All the salient personal features of the Nobel Prize winner are on display fifty years before he takes the stage in Stockholm. Misogyny is everywhere in the letters. Patricia Ann Hale, the wife he will make miserable for decades, occasions a premarital assessment, written for his family, that seems in spots more like literary criticism than love: “She is a member of the university, not unintelligent, nor altogether unattractive … About her character: she is good, and simple. Perhaps a bit too idealistic, and this I find on occasion rather irritating.” The Naipaul who will come to dismiss entire civilizations that have offended his intelligence or nose, is up and running
even before he leaves Trinidad. On November 24, 1949, he writes to Kamla, already in India: “My thesis is that the world is dying—Asia today is only a primitive manifestation of a long-dead culture; Europe is battered into a primitivism by material circumstances; America is an abortion.”

But between the broadest brushstrokes one sees a corresponding love of precision and cool: “This is my last day in Paris. I have not been having a wonderful time, as all good postcard-writers say. I have been having a quiet, agreeable stay.” The young man who “hate[s] writing badly, at any time” speaks of “the process of my emergence” and reports from Oxford that “when I do write an essay it turns out to be a really excellent one. This is not boasting; for my tutor is truly impressed.” Any doubts he may have about a paper he’s to deliver to his college’s literary society are dispelled as soon as it’s been given: “This morning someone told me that my paper was by far the brightest he had ever heard at the society. So it appears that I still retain some of the old fire.” He is nineteen years old.

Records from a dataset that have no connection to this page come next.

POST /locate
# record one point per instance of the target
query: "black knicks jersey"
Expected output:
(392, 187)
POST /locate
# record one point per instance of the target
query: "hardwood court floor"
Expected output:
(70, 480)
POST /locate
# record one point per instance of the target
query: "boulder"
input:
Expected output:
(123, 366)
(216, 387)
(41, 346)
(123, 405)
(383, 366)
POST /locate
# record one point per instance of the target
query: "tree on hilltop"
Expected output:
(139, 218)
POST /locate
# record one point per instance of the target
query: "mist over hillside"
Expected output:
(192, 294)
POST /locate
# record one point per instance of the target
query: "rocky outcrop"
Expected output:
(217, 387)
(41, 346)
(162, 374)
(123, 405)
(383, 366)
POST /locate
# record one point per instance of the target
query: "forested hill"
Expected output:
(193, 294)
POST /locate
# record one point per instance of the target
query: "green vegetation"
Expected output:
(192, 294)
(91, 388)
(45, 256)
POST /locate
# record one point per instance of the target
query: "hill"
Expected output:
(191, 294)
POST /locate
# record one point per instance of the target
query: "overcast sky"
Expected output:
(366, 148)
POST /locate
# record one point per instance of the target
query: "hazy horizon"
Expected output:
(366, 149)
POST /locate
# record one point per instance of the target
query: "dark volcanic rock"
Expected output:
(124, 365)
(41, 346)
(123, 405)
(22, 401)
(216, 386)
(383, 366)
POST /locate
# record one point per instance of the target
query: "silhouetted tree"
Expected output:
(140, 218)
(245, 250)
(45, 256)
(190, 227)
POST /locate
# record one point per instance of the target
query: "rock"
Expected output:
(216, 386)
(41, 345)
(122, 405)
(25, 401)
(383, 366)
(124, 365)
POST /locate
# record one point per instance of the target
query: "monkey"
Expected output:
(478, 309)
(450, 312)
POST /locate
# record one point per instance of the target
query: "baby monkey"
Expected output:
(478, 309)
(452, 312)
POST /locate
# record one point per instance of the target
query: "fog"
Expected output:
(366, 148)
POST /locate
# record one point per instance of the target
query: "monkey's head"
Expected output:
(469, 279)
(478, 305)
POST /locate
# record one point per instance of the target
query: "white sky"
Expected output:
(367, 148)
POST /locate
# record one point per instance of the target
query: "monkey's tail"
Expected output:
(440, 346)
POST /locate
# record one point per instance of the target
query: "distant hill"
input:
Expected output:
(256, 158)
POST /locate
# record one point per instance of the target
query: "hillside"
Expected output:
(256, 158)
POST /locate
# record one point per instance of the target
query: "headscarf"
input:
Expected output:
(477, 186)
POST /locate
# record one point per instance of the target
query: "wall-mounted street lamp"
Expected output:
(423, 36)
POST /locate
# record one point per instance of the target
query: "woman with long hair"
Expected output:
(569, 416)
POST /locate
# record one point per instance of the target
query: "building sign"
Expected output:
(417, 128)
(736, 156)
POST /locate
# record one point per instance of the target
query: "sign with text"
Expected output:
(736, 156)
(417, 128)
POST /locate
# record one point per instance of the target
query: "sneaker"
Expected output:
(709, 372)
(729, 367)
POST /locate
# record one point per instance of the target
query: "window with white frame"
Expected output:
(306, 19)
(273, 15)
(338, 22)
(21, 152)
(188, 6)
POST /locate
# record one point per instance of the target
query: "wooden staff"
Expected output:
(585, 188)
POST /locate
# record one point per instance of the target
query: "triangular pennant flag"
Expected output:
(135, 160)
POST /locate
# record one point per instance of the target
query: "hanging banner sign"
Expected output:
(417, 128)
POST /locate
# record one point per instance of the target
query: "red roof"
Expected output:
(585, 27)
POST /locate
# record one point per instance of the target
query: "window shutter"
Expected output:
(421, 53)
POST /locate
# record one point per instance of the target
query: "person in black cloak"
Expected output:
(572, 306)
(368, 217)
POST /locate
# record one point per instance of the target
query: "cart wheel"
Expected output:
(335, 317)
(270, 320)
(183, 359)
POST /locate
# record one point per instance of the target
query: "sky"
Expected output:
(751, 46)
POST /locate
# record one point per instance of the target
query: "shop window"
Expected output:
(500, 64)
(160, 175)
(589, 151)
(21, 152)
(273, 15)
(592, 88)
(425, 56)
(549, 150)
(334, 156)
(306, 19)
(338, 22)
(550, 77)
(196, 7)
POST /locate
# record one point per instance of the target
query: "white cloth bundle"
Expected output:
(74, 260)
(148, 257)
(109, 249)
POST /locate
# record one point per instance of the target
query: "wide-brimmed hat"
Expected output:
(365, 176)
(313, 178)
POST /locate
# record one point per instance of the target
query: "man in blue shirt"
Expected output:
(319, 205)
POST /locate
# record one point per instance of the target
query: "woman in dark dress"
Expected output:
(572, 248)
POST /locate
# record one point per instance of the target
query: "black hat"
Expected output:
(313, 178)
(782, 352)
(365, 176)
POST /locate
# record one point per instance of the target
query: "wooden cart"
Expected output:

But the rejection of his novel seems to unleash the full force of suppressed loneliness, and early in 1952, Naipaul suffers what even he is not too proud to call a nervous breakdown. He pleads with the family back in Trinidad (“My love to all, and don’t forget me”), though it is only to Kamla that he can make himself truly vulnerable. She urges him not to hold back: “Tell me everything and, believe me, I’ll understand.” Even before the breakdown, Naipaul had beseeched her: “Please keep me alive with letters.” Their epistolary relationship can be stormy, scolding, interrupted by the sort of regrets that can cost extra postage. As Naipaul explains to those back home: “Just last night I tore up a letter that I had written to Kamla—on an air-letter form too. I get into certain moods and write things which, when read the following morning, read badly and are usually disgustingly maudlin.”

In a collection of the Naipaul family’s correspondence, a reader sees Kamla, during the years of her own university exile, becoming not so much older and wiser as a little harder and sadder. She at one point advances to her brother the theory that it’s “best to marry the person who is mad after you—almost worships you—than
marry one you love.” It is difficult for her and Naipaul to have any relationship that exists outside the vexed and loving context of the family that remains far away on a third continent entirely. Letters from one Naipaul to another often involve a kind of emotional triangulation, at once delicate and manipulative. During one bad misunderstanding, Vido receives this request from his father: “Please explain to [Kamla] and say we love her and want her home for her own sake and not for any money she may have to give to us.”